The Cartographer attend sa diffusion publique depuis 2020. La pièce avait été commandée par le célèbre festival RoadBurn aux Pays-Bas pour être jouée en avril de cette année-là, mais hélas, en raison de l’apparition de la peste et de ses inconvénients bienvenus ou irritants (rayez la mention inutile), la représentation a dû être reportée. En regardant le bon côté des choses, deux années ont été mises à profit pour répéter et affiner la pièce, de sorte qu’elle était parfaite à 100% lorsqu’elle a été jouée au 013 Venue à Tilburg. Cela a également donné à Jo Quail l’occasion d’enregistrer le morceau aux studios Groenland aux Pays-Bas, avec tous les musiciens impliqués, et qui sortira le 6 mai. Ce morceau explore le nexus ou l’espace liminal où l’instrumentation classique et la musique lourde se rencontrent. Selon les mots de Jo Quail elle-même : « La lourdeur est un concept émotionnel qui va bien au-delà des limites du volume, de la vitesse et de l’instrumentation ». Pour moi, la lourdeur, c’est aussi l’espace, le timing, le phrasé, le ton et bien d’autres choses qui dépassent le domaine des mots.
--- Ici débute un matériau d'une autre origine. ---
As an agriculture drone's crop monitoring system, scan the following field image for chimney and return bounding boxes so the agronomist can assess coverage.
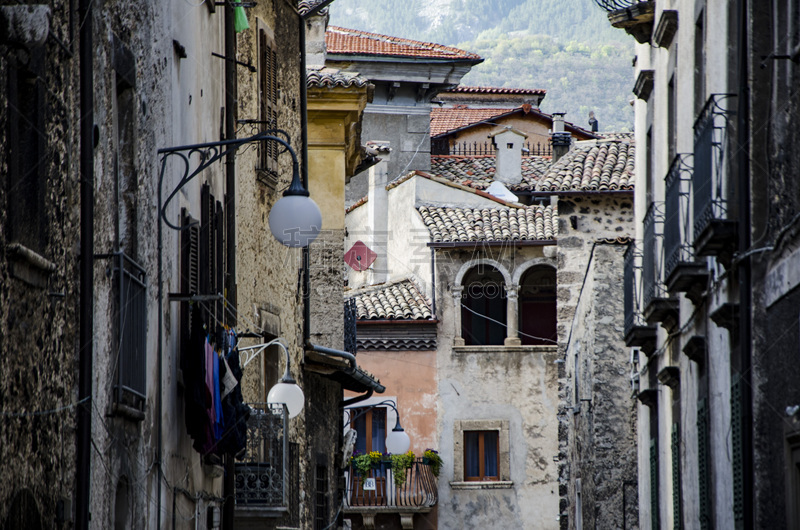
[366,142,391,284]
[550,112,571,163]
[304,8,328,69]
[489,127,528,186]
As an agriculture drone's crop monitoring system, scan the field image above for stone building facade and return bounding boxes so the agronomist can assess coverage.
[598,0,800,527]
[1,1,378,528]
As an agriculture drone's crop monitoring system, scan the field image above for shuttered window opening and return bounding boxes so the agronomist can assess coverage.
[731,375,744,523]
[651,438,660,530]
[697,398,711,530]
[672,423,682,529]
[257,19,279,188]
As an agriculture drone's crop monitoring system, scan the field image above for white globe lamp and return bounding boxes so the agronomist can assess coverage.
[268,380,304,419]
[268,162,322,248]
[385,422,411,454]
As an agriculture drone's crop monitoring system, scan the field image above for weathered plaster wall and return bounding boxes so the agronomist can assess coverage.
[435,246,560,530]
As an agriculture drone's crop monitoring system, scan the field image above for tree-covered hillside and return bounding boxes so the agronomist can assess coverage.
[329,0,635,132]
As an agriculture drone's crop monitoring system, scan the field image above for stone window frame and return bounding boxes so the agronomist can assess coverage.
[450,419,513,490]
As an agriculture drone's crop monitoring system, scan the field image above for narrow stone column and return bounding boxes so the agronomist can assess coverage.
[505,285,522,346]
[452,286,465,346]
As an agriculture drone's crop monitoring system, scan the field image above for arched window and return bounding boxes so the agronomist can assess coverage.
[461,266,507,346]
[518,266,557,345]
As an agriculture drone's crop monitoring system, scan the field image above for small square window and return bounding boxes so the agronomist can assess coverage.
[464,430,499,481]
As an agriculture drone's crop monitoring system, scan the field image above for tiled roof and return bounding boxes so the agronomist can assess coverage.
[429,155,552,191]
[430,107,517,136]
[536,140,635,192]
[444,86,546,96]
[430,106,597,138]
[297,1,328,16]
[418,204,557,243]
[307,68,371,88]
[347,279,433,320]
[326,26,481,61]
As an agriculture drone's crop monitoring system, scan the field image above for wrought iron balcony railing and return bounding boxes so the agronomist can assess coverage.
[344,459,438,510]
[431,140,553,157]
[624,242,657,354]
[692,94,738,265]
[642,202,665,311]
[664,154,709,303]
[235,404,290,508]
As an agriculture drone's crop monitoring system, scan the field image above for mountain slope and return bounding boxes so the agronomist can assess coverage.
[328,0,634,132]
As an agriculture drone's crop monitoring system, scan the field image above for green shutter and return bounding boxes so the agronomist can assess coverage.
[672,423,682,529]
[651,438,660,530]
[731,375,744,523]
[697,398,711,530]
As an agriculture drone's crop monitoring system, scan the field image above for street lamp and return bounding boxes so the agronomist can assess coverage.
[345,400,411,454]
[158,130,321,248]
[266,339,305,418]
Vous les avez en abondance ici.
The Cartographer est composé d’une prose de cinq phrases, chaque phrase contenant une intention pour les différents mouvements. Chacune de ces phrases musicales est épurée par le système de hauteur de l’artiste et crée le motif musical sur lequel repose l’ensemble de l’œuvre. Le premier mouvement commence par un tambour grandiloquent, un bourdon caoutchouteux et des éclats de cordes qui donnent le ton avant la récitation d’un morceau de poésie. La noirceur est lente et suspendue comme la fumée ou la brume. La tension plane dans l’air tandis que le paysage sonore clairsemé ressemble à une terre désolée dépourvue d’arbres et de vie. Pour moi, c’est comme regarder au centre d’une âme morte. Le violoncelle de Jo, clairsemé et conforme à ses règles de composition, va et vient comme un éclair illuminant un sol stérile. Il y a aussi une sensation hypnotique d’être coincé dans une ornière pierreuse alors que les sons de cloches hypnotisent les oreilles, c’est comme si j’entendais mes neurones fonctionner ! La deuxième piste commence par une cacophonie de trombones, de carnyx sophistiqués, imprégnés des basses du piano et d’un violon nerveux qui tournoie et tisse sa fine sonorité entre les cuivres. Percussions endiablées, sons dissonants, babioles de piano et trille de violon. Hypnotique mais inquiétant. Les vocalisations d’une créature ressemblant à une méduse résonnent dans les ombres profondes, profondes. Qu’est-ce que c’est ? Oui, les cuivres font très « Guerre des Mondes » !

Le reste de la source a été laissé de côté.